Copenhagen Divisions Widening?

  • Date: 07/12/09

BBC Earth WatchIn the hours before the Copenhagen talks officially open, it appears that if anything, the paths of the industrialised and developing country blocs are moving away from each other.

Last week, the BASIC group of countries – Brazil, South Africa, India and China – put forward proposals (originating from China) detailing some principles they would like to see in any agreement here.

As I wrote in my last post, these included a rejection of binding constraints on emissions for developing countries, opposition to international verification of those constraints, and the continuation of emission reductions from developed nations under the Kyoto Protocol rather than any new framework.

As I also wrote, some of this was very much at odds with principles proposed by the Danish host government – presumably with the approval of all other EU states, and reportedly with the approval of the US.

As I write this post on Sunday evening here, the G77/China bloc – the disparate collection of 130 countries ranging in wealth from prosperous Kuwait to impecunious Togo, which acts as the developing countries’ main forum – is holding a day-long meeting to agree its opening position.

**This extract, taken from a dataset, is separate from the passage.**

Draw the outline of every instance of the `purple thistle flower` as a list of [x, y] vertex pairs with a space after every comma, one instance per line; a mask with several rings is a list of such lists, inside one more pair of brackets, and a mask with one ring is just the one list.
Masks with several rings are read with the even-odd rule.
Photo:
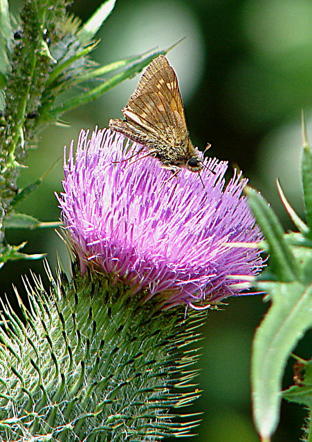
[[229, 244], [262, 238], [240, 175], [223, 189], [227, 163], [210, 158], [203, 188], [195, 173], [172, 177], [145, 153], [133, 157], [142, 146], [120, 134], [89, 135], [80, 132], [75, 160], [71, 143], [59, 198], [82, 273], [109, 274], [133, 294], [144, 291], [145, 301], [157, 295], [164, 309], [201, 309], [240, 294], [263, 265], [258, 249]]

The indications are that this will take the bloc even further away from the sort of thing favoured by the EU and US.

Steers I’ve picked up so far suggest that over half the countries in the bloc are now supporting the demand of small island developing states that the end goal of all of this should be to keep the rise in global average temperature since pre-industrial times to 1.5C, rather than 2C.

Translate this to greenhouse gas concentrations, and the demand is stabilisation at 350 parts per million (ppm) of CO2 or equivalent, rather than the 450ppm that’s implicit in the proposals of Western countries and the declaration made in July by G8 members and a group of major developing nations.

Other delegates tell me the G77/China group is toughening other demands as the day progresses; we’ll see.

Whatever emerges, the general move of toughening puts a different slant on things from the optimism expressed by Yvo de Boer, the UN climate convention’s executive secretary.